In the NFL and NCAA , the impact of pass interference calls first dates back in the late 1970s – early 1980s when the Mel Blount rule was enforced. In modern times, football has shifted to be more offense oriented to keep the game appealing. The outcomes of several important games have been affected, such as the 2018 NFC Championship when Rams DB Nickell Robey-Coleman hit Tommylee Lewis of the Saints on a pass from Drew Brees. The no-call sent waves from fans across social media outlets. The call was made due to Brees's pass being non-catchable. The Rams went on to win that game to advance the Super Bowl LIII before falling to the Patriots. In the aftermath of the game the NFL considered experimenting with challenges of pass interference.

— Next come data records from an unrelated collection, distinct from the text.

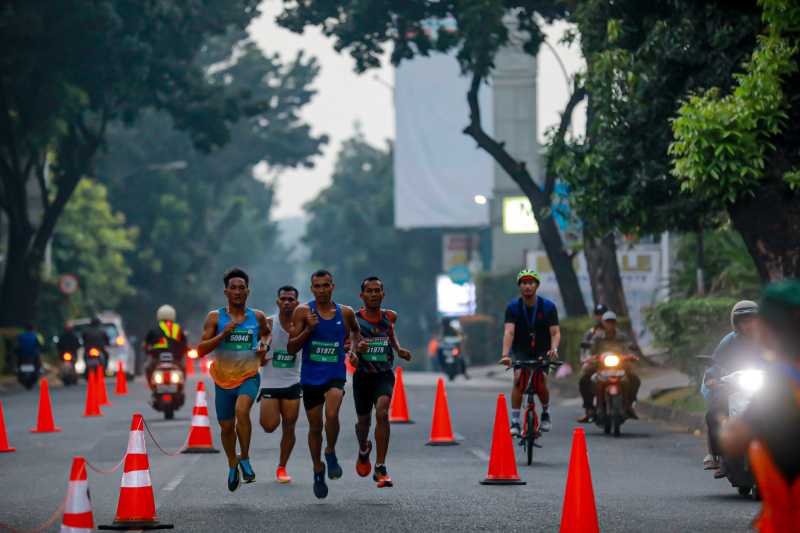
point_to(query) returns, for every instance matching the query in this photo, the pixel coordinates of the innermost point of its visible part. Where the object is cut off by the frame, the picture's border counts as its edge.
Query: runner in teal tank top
(319, 329)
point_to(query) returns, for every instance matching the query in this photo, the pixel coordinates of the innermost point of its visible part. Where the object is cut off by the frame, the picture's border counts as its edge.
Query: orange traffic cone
(579, 514)
(92, 407)
(78, 508)
(398, 409)
(121, 388)
(781, 501)
(102, 393)
(45, 422)
(441, 431)
(4, 447)
(200, 433)
(137, 506)
(502, 462)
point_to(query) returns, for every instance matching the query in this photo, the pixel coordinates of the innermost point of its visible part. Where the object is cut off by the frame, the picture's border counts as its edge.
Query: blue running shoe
(247, 471)
(334, 469)
(233, 478)
(320, 488)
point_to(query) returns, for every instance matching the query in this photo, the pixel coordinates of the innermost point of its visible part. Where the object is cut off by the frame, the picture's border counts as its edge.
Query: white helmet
(743, 309)
(166, 312)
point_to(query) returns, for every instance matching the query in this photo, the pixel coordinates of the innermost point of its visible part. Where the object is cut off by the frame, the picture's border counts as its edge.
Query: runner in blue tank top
(320, 328)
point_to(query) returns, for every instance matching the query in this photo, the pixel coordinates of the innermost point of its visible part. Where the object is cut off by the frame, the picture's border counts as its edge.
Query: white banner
(438, 170)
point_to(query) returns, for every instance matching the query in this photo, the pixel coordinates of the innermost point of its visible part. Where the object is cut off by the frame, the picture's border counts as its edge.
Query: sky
(345, 99)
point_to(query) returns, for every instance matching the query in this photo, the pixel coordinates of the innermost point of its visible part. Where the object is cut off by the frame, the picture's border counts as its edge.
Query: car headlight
(751, 380)
(611, 360)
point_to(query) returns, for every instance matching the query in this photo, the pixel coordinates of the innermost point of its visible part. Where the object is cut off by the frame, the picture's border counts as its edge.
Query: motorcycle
(610, 379)
(451, 358)
(67, 371)
(167, 384)
(27, 375)
(742, 385)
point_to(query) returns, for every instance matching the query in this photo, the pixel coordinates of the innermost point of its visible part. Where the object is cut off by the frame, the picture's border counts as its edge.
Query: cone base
(200, 450)
(489, 481)
(138, 526)
(54, 430)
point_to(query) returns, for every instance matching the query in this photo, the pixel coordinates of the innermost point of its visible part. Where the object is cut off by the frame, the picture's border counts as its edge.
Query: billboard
(438, 171)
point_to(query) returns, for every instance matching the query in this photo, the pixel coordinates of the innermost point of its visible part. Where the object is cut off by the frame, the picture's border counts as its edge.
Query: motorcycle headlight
(751, 380)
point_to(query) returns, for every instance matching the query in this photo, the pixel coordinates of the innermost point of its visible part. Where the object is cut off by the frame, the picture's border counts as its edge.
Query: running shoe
(320, 488)
(247, 471)
(282, 476)
(363, 465)
(233, 478)
(381, 476)
(545, 425)
(334, 469)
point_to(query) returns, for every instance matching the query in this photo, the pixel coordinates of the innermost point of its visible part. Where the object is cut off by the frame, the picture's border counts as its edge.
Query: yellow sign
(518, 216)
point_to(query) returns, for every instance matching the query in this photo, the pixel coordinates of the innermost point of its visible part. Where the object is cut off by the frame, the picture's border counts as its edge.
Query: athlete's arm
(508, 340)
(299, 330)
(209, 341)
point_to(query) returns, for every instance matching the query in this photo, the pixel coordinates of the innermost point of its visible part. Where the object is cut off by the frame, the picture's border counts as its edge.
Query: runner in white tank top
(280, 381)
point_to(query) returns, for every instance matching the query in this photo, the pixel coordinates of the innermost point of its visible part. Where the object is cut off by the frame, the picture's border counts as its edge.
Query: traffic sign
(68, 284)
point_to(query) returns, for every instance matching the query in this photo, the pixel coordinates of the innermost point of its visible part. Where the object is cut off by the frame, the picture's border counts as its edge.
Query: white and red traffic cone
(137, 506)
(200, 432)
(78, 508)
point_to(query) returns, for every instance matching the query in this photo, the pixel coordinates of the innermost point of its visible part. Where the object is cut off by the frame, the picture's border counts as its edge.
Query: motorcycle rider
(737, 350)
(773, 417)
(95, 336)
(588, 366)
(612, 339)
(167, 336)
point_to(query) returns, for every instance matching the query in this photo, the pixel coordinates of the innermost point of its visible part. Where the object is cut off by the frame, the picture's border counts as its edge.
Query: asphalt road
(650, 479)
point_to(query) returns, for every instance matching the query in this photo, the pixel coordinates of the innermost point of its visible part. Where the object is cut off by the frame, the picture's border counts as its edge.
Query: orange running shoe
(381, 476)
(282, 476)
(363, 466)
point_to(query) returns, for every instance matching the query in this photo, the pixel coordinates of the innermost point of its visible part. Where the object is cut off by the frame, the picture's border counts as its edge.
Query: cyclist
(531, 332)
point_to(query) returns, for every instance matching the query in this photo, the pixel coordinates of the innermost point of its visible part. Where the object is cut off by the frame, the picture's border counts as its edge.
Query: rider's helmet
(166, 312)
(528, 274)
(743, 309)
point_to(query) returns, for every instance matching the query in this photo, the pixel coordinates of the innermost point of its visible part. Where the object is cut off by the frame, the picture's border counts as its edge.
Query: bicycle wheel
(530, 433)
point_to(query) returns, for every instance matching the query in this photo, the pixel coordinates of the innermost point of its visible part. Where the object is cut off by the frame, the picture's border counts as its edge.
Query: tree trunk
(601, 262)
(769, 222)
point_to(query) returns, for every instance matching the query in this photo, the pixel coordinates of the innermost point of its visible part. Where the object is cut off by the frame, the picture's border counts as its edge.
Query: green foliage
(91, 242)
(351, 233)
(728, 267)
(690, 327)
(722, 142)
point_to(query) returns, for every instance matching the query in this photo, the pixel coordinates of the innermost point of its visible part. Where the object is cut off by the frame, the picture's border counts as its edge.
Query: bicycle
(530, 428)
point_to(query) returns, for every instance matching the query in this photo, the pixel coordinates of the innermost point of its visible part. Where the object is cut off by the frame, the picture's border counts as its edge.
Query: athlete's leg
(315, 435)
(243, 427)
(382, 430)
(290, 409)
(270, 416)
(333, 401)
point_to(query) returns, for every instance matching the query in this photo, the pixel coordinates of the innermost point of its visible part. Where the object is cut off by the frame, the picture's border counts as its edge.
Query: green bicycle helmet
(528, 274)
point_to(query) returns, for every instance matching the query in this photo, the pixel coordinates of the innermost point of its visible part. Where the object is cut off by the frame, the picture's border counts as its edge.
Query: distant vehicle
(120, 349)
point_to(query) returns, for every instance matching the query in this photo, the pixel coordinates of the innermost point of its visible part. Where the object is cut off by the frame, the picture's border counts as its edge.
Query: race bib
(377, 350)
(239, 340)
(324, 352)
(283, 359)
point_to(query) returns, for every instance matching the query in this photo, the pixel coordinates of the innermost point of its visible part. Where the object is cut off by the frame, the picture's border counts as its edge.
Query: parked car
(120, 349)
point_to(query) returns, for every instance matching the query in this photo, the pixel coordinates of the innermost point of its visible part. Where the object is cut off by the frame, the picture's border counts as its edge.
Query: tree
(199, 213)
(481, 30)
(351, 232)
(66, 71)
(739, 152)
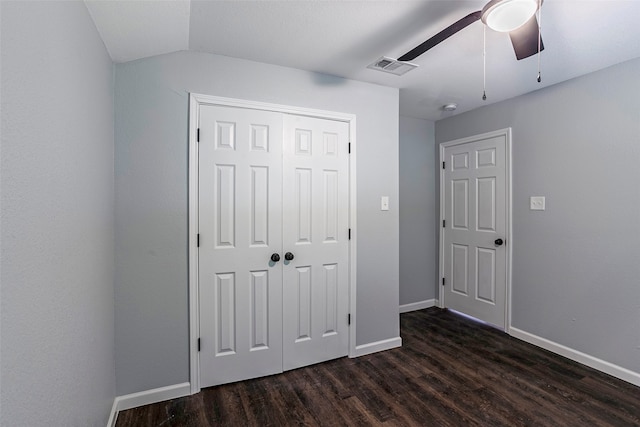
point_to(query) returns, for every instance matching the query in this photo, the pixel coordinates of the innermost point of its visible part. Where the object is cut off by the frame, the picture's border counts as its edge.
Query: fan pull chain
(539, 37)
(484, 63)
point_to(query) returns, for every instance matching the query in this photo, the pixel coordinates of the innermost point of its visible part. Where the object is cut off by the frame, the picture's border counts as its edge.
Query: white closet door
(240, 158)
(475, 255)
(316, 233)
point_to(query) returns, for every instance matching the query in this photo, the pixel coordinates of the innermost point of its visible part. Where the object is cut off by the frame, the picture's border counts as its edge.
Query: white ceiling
(343, 37)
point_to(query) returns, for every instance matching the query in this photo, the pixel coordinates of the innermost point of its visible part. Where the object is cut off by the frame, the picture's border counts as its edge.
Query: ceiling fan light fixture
(508, 15)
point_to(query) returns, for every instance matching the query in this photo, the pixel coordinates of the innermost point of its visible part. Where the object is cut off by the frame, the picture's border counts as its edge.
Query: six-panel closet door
(273, 254)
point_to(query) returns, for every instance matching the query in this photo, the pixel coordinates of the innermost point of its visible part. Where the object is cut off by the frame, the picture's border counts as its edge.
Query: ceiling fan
(517, 17)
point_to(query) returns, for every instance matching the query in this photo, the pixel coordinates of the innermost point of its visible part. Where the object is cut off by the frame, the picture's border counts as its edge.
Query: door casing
(508, 197)
(195, 101)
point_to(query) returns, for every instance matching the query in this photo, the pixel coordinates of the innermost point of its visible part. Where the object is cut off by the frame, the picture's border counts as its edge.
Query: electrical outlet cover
(537, 203)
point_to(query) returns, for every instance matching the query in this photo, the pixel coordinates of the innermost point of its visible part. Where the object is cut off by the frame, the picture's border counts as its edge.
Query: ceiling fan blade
(525, 39)
(442, 35)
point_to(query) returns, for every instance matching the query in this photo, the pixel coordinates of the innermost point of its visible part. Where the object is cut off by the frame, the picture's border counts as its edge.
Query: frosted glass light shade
(508, 15)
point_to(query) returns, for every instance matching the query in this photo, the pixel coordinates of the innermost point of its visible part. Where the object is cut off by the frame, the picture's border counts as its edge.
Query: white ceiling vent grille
(389, 65)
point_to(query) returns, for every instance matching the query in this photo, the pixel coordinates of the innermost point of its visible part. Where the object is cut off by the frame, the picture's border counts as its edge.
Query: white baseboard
(404, 308)
(586, 359)
(147, 397)
(374, 347)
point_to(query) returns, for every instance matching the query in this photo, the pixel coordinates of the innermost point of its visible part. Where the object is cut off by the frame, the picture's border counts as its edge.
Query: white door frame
(509, 239)
(195, 101)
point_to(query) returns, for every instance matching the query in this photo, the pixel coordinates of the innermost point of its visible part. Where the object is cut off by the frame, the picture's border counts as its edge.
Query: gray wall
(57, 217)
(575, 266)
(151, 199)
(418, 211)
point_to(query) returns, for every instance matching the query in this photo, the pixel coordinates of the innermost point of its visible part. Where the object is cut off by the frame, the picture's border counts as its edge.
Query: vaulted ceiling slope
(343, 37)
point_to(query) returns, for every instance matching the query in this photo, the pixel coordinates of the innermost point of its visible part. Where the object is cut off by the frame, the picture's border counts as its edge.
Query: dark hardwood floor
(450, 371)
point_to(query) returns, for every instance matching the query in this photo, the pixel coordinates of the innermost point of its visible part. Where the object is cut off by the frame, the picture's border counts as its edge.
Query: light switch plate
(536, 203)
(384, 203)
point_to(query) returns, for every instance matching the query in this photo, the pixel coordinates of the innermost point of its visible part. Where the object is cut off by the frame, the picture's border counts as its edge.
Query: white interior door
(264, 189)
(240, 288)
(475, 228)
(316, 233)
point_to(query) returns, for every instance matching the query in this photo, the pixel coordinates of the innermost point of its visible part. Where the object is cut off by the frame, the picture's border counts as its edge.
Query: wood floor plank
(450, 371)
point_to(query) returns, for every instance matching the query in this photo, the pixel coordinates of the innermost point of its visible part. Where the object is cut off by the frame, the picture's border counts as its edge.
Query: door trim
(508, 209)
(195, 101)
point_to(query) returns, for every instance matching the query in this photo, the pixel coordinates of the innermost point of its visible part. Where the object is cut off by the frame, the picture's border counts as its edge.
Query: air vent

In Super Bowl LVII down the final stretch of the Chiefs game-winning drive, Eagles cornerback James Bradberry was flagged for pass interference on Chiefs receiver JuJu Smith-Schuster, allowing the Chiefs to milk down the clock and score a go-ahead field goal with minimal time on the clock for the Eagles, allowing the Chiefs to capture their 3rd Super Bowl in 4 seasons. The flag triggered mixed reactions from sports outlets and fans. But many analysts said this was the correct call. Eagles's DB Bradberry admitted that he tugged on the jersey of Smith Schuster.